Well, there's my story. But it still lacks an ending. The witch needs to get her last ingredient. What could it be? What about something intangible, like the pity of a child? This is magic, after all. Why couldn't that be part of the recipe?

Hmmmm... but why would she be making it if she didn't know the boy was coming? I could either give her foresight to see that he was coming, or have the medicine be less effective, but still somewhat useful, without that ingredient. Better to go with the latter, there are fewer complications.

So when the boy comes around, she somehow uses that emotion in her medicine and gives it to her husband. But we save the reveal until the very end, so the reader is convinced, right along with the boy, that she's nothing special.

That was my thought process for the story. The first draft came in at 916 words, and with a word limit of 850, I had to do some trimming. Luckily I was able to do to the cuts in the language and not lose anything of substance. And start to finish, it took me only two hours. Not bad.

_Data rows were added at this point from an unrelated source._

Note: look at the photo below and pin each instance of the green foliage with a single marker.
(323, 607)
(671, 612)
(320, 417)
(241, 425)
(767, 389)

I know I say it a lot, but I should do this more often.

I really work best to a deadline. That's why the NaNoWriMo, even my own fake version, will spur me on better than anything else.


Publication Status:
  • Submitted: 5
  • Accepted: 1
  • Rejected: 2
  • Pending: 2

1 comment:

Anonymous said...

Ian--
We miss you on the board! Several of us joined you today in the story contest...and I at least completely ignored (Man, was it hard.) the temptatin to make the old woman a witch.